Cougareyes - So sorry you are still having such a hard time. As I recall, your biopsy was a 3 or so, so you really need this to work. Please know that we all care about you and hope you can continue.
Boston - wow. Sounds dismal. I can't remember what your damage was - only that you had an enormaous VL. I hope the test comes out clear and you will be encouraged to continue.
Dendl - sounds like depression. ANy help with an anti-depressant? I know how grandkids can wear you down. Please take care
Been on Procrit since week # 3. Yes, it makes a big difference. It's not weakness per say that is my main complaint. It's the neuro stuff that is getting scarey. I am having serious balance issues, falling, ect. Lots & lots of neuropathy, severe vertigo. I'm also having visual disburances, very weird visual stuff. I have already been to the optho, had my eyes checked and retinas are fine.
But I know something is attacking central nervous system and I am hoping it's not interferon induced. I will be seeing a neurologist soon to get some answers.
Interesting thought > I had many of these sx several years ago, was checked for MS and told I do not have it. I am wondering if the interferon is triggering it now? This bug juice really does a number on us, doesn't it?
If I am not clear by week #24 I think I am stopping. It's getting to be too much.
(((( Sue ))))))
Glad to see you holding on. Told you that it would be a memorable ride to say the least. I see you said that you are going to cut tx short. Those studies are very new, and have not been studied in great numbers. You have had this virus for ALONG time, and I would stick it out as long as you can. It will get better.

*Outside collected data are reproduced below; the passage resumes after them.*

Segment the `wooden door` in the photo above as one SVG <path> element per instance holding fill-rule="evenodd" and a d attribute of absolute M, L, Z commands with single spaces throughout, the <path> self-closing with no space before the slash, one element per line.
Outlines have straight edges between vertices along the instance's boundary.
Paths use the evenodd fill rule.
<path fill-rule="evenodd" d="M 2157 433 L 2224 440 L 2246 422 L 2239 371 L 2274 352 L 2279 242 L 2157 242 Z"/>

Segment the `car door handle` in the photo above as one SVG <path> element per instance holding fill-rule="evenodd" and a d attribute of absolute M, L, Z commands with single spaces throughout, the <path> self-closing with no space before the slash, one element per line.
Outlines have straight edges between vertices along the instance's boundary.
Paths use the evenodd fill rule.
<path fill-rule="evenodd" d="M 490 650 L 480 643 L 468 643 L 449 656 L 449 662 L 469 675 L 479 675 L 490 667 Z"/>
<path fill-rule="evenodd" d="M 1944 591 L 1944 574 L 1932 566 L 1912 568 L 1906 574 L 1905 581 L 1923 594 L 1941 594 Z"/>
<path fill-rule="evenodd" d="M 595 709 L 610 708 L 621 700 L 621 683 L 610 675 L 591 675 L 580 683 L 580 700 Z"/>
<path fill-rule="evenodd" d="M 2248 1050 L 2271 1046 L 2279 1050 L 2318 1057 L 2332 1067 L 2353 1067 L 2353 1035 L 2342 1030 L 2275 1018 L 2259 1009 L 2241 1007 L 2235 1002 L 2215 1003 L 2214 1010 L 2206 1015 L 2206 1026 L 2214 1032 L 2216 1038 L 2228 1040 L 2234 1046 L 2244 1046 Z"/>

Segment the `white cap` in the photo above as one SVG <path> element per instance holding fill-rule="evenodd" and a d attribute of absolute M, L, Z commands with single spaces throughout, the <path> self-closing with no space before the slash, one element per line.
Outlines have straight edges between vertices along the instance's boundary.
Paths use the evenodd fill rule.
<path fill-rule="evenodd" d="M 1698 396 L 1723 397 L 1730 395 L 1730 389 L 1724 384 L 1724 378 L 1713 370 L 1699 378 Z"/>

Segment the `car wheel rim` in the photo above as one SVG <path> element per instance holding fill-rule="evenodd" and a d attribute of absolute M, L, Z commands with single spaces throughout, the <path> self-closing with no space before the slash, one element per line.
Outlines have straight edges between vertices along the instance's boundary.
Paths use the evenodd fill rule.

I'm on week 39. Friday will be shot 40.. Damn, I can almost see the finishline!! I have been very lucky as far as sx's. They where almost nonexistant until week 28 or so, then got hit hard with anxiety. Now I have been flying again for the past few weeks. Have experienced no sx's at all, other than piercing headache usually saturdays that comes and goes. The pain is severe, and quick. But other than that, all is well and I'm also on the fatty chocolate diet. But mine consists of cookies, ice cream, and can't leave out the pizza!!! Gained back 10lbs over the past few weeks.Still working fulltime, and have only missed afew days since the start of tx. It can be done!!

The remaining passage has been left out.